Ne voulant pas jouer les poules mouillées, je lui répondis que c’était tout à fait supportable mais que si la situation devait se péjorer, je ne manquerais pas de faire à nouveau appel à lui.

Quelques minutes plus tard, je recevais ce message assez surprenant : « En attendant, si cette dent vous gêne en mangeant, n’hésitez pas à vous procurer du Babybel et à utiliser sa cire rouge pour colmater la brèche : c’est une cire alimentaire qui peut être utilisée en bouche sans problème».

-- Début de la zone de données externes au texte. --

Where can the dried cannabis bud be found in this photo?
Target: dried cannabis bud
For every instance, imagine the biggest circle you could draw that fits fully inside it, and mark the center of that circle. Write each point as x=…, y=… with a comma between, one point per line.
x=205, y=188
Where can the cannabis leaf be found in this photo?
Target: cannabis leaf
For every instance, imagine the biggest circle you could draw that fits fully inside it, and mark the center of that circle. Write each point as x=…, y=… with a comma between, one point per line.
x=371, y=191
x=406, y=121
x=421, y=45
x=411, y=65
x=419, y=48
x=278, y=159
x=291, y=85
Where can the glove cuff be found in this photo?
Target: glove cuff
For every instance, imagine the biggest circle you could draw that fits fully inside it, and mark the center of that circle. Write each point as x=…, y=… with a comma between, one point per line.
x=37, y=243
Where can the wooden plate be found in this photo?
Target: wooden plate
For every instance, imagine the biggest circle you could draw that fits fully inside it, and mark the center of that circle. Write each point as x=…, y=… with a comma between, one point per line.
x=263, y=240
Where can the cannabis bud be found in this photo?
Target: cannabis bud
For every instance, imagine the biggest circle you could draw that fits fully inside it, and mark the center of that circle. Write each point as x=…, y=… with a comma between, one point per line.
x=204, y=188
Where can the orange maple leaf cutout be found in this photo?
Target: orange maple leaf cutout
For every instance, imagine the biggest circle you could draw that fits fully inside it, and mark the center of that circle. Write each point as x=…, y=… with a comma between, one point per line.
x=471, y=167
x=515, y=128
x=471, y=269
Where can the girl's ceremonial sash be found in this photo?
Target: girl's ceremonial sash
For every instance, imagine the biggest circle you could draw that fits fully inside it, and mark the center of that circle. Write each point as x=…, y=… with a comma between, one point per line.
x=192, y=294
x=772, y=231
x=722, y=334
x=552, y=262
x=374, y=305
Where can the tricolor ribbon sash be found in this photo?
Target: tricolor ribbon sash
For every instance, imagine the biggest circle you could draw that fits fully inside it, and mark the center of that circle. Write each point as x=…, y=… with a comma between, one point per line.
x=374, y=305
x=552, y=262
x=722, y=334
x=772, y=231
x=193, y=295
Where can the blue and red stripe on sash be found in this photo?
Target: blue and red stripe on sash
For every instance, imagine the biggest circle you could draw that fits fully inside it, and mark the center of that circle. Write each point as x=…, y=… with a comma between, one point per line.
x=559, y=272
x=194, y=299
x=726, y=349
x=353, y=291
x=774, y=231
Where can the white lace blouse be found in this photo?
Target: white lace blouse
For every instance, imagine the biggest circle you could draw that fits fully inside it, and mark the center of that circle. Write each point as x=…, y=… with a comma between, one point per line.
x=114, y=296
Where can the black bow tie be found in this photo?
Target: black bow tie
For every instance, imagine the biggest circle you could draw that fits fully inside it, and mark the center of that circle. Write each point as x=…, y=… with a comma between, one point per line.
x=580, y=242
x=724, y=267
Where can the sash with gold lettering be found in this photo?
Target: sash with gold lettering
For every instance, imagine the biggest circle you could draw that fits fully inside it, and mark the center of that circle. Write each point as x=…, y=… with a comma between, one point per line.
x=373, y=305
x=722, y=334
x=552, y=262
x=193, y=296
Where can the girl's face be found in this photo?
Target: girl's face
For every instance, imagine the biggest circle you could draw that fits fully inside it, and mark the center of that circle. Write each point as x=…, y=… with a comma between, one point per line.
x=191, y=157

Assez peu confiant dans cette réponse, je croquais précautionneusement dans une magnifique saucisse « le Campagnard ». Mal m’en prit puisque je la recrachais aussi prestement que je l’avais croquée. Un caillou ! Elle devait contenir du caillou : en fait, après analyse des résidus de saucisse entre mes doigts, il s’agissait d’un nouveau petit morceau de dent qui venait de se défaire. J’envoyais aussitôt ma langue explorer ma denture : les bords de la cavité étaient maintenant relevés à la manière d’une dent de scie. Cette nouvelle agression non seulement blessait ma langue mais conférait à mon langage les inflexions très curieuses de quelqu’un dont la voix est très altérée.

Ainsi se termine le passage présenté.